Benefits of combining T-Sort and GROUP BY

These benefits apply equally to both explicit and implicit combination of T-Sort and GROUP BY.

Rather than a T-Sort XO saving every row into a queue, and then sending it to a second Streaming Aggregation XO performing the aggregation, the Streaming Aggregation XO handles both:

  • it reads the row
  • decides whether it is late (and if so discards it as before)
  • keeps track of the incoming stream’s high watermark and the WITHIN low watermark
  • adds the row into the appropriate aggregation bucket (rather than into a queue)
  • emits the aggregated rows for each GROUP BY time period as soon as the timestamp high watermark passes the end of the GROUP BY period plus the WITHIN interval (the same trigger we would have used for detail records).
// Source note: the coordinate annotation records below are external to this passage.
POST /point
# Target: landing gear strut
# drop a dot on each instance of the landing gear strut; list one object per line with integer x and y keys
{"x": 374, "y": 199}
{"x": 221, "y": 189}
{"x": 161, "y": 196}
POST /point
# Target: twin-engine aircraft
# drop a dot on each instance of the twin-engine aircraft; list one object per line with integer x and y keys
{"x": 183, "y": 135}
If we compare the memory required:

  • A regular T-Sort uses memory based on the number of rows received during a “within period” of the t-sort.
  • The combined T-Sort + GROUP BY uses the memory for the number of aggregate rows required (normally a small fraction of the input rows) multiplied by the number of different periods that could be open for aggregation.
    • Because the WITHIN period slides, there will be times when for each partition key we are maintaining aggregation state for 2 or more time periods.
    • If the WITHIN period is longer than the GROUP BY PERIOD, there could be 3 or even more periods open for aggregation at once.
    • Even so, the memory required for aggregates is usually a small fraction of the memory required for detail rows

There is also a processing benefit:

  • there is no need to marshall/unmarshall detail rows into the buffer structure between the T-Sort and StreamAgg XOs.